Corriere del Veneto (Padova e Rovigo)
«Con noi grandi risultati, poi si è solo perso tempo Errori pure da Zaia»
«È stato perso un anno è mezzo. Peccato. Ora si deve ricominciare da dove eravamo rimasti col governo Gentiloni».
Gianclaudio Bressa, senatore di origine bellunese eletto col Pd a Bolzano, vicino alla Südtiroler Volkspartei, è l’uomo che nel 2000 ha scritto, nell’ambito la riforma del Titolo V, l’articolo 116 e che nel 2018, da sottosegretario agli Affari regionali, firmò con il governatore Luca Zaia la pre-intesa quadro che resta, a tutt’oggi, l’unico atto formale sottoscritto dalla nostra Regione in tema di autonomia.
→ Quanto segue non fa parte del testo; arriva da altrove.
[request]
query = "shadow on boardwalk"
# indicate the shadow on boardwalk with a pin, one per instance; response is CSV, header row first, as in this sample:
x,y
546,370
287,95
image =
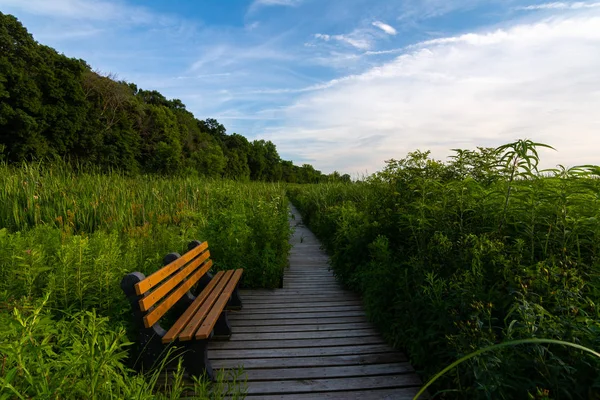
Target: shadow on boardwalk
x,y
311,339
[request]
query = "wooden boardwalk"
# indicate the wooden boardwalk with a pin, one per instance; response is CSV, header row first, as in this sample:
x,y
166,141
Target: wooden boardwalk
x,y
311,339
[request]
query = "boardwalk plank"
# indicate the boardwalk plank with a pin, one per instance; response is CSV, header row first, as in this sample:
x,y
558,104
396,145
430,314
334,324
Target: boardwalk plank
x,y
298,352
297,343
311,339
334,384
275,329
269,374
311,362
304,335
302,315
373,394
297,321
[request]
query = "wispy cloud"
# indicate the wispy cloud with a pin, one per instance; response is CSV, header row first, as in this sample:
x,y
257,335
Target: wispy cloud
x,y
355,40
385,27
538,80
88,10
256,4
559,6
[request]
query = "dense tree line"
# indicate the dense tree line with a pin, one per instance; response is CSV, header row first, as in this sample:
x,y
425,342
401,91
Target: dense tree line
x,y
54,106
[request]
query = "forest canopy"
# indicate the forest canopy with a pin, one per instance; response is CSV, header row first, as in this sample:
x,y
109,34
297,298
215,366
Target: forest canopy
x,y
53,106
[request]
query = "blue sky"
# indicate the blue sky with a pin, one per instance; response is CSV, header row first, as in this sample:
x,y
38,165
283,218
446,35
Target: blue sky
x,y
347,84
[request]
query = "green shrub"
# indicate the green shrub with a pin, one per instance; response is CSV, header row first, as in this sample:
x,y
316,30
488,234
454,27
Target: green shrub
x,y
454,257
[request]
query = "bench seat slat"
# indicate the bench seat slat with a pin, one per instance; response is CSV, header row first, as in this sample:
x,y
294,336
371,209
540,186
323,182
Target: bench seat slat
x,y
190,329
186,317
160,275
173,281
153,316
211,318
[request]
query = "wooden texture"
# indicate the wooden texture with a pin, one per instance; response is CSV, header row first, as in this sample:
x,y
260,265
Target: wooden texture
x,y
153,316
186,317
201,314
311,339
156,295
213,315
157,277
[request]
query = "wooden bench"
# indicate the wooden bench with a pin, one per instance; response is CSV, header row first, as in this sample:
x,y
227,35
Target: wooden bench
x,y
199,318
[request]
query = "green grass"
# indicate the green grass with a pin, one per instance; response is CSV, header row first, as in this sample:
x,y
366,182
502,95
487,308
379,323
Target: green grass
x,y
66,240
455,257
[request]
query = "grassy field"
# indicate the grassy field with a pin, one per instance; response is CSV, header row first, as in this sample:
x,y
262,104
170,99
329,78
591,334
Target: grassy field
x,y
68,238
454,257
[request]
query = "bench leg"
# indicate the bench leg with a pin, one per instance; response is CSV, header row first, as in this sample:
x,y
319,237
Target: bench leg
x,y
222,329
235,302
196,360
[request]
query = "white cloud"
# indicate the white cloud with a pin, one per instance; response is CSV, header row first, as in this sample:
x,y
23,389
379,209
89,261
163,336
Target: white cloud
x,y
385,27
86,10
355,39
269,3
539,81
560,6
289,3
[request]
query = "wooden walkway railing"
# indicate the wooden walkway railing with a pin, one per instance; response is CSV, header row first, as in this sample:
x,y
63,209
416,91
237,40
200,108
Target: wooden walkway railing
x,y
311,339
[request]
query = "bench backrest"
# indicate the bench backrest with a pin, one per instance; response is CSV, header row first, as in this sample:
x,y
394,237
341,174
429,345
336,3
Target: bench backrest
x,y
163,289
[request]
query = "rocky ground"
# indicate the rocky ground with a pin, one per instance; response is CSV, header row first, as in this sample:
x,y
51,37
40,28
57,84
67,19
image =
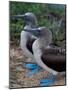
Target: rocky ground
x,y
18,73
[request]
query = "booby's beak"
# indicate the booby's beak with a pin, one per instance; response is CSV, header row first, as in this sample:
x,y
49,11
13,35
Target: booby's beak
x,y
35,32
17,16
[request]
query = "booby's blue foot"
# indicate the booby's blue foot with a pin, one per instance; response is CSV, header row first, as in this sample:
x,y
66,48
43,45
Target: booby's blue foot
x,y
34,68
48,81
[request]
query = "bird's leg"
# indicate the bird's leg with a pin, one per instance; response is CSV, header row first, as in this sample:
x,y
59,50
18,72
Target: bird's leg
x,y
30,60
Bressa, oggi è il secondo anniversario del referendum. Il Veneto ci arriva senza aver ottenuto nulla.
«Fin tanto che ho avuto delle responsabilità le ho esercitate e ho avviato la procedura per attuare il terzo comma dell’articolo 116. Poi si è affermata un’altra maggioranza, è cambiato il governo e si è fermato tutto: questo è un fatto».
Il ministro Stefani, in realtà, si è data molto da fare.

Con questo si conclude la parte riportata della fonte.